A protective doctrine, inverted

The doctrine now covers a situation its authors never contemplated. Goutam Kundu sought to avoid labelling  a child illegitimate and the mother unchaste to shield the child. Here an adult child demands the test, and his mother has asserted the appellant’s paternity since infancy. The protective rationale thus drives the order.  Refusing the test would lock Amar into uncertainty and potentially cost him his inheritance.

Privacy and compulsion

The appellant’s strongest card was privacy. Compelled genetic disclosure engages bodily autonomy and dignity. The Court held that the right to privacy is not absolute, and must yield when set against Amar’s pursuit of closure..

However, the reasoning is brief. Since K.S. Puttaswamy v Union of India (2017), an intrusion on privacy must clear a three-fold test:  legality, a legitimate aim, and proportionality. The Bench did not work through these steps, unlike Aparna Firodia and Rajendran, where benches applied strict proportionality reviews. Here the conclusion is defensible, but the reasoning is thin.

A gap remains regarding enforcement. Goutam Kundu held that no person can be compelled to give a sample, a rule later softened into drawing an adverse inference for refusal. The present judgement upholds an order to conduct the test, yet it does not state what follows if the appellant refuses. The genuine lever is Section 114 of the Evidence Act, which lets a court draw an adverse inference. The appellant’s dread of compulsion is therefore overstated. He may decline, but at a steep cost. The Court could have said so.

Acquittal and finality

The acquittal argument fails on established principles. Criminal courts require proof beyond a reasonable doubt, while civil courts operate on the  preponderance of probabilities. An acquittal on a charge of rape does not settle whether a consensual union produced a child. The Court rightly declined to let the criminal verdict bar the civil question.

Res judicata fared no better. The earlier observations against Amar arose  during summary maintenance proceedings, which cannot foreclose a  declaratory suit to settle paternity.
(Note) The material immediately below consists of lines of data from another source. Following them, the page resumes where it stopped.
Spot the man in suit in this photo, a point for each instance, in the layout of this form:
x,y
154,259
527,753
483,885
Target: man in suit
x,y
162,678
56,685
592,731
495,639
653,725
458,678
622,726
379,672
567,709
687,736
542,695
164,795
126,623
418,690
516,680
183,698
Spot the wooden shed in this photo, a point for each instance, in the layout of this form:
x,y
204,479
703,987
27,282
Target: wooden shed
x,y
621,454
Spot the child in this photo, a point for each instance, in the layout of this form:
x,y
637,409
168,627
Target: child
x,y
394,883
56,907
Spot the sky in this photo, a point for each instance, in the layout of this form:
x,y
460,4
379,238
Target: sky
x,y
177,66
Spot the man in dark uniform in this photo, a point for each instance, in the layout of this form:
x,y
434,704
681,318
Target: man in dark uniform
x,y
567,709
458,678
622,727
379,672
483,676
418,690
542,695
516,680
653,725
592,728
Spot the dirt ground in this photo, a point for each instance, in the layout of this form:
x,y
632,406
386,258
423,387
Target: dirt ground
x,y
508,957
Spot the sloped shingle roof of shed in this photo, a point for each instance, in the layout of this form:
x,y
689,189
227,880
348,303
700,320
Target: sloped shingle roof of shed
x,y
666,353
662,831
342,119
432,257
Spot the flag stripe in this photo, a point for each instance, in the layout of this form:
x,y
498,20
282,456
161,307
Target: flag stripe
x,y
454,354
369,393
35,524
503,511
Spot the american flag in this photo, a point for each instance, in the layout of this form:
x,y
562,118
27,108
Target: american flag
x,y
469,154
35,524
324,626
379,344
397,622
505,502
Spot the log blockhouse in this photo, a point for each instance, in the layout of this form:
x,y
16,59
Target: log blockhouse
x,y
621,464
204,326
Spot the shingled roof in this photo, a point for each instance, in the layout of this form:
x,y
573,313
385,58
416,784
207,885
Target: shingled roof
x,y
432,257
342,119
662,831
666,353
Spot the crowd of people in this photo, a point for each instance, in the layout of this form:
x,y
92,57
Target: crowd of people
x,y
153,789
Having dismissed the appeal, the Court directed the civil court to fix a date for the test and decide the suit accordingly.

A larger drift

The judgement’s non-reportable label understates its significance. In Nikhat Parveen v Rafique, weeks earlier, the same Bench described the case law’s common thread as a “well-placed hesitation” to order such tests. That self-portrait is accurate as far as it goes. Here the hesitation gave way. Once identity and inheritance turned on a fact that science alone could fix, the balance moved to the test. Genetic truth prevailed over old presumptions and privacy. The restraint lies in the proviso that the test remains a last resort. The Bench honoured it by asking whether any other path to the truth existed, and found none.

Harder questions remain open: the privacy weight of an unwilling adult versus a protected child, and whether an adverse inference equals absolute proof.   What Chaturbhuj Pradhan settles is that no marriage requires  protection and the child asks for the truth, the law’s reluctance yields. The presumption was built to shield families as the law once imagined them. This judgement lets a person establish the one they were  born into.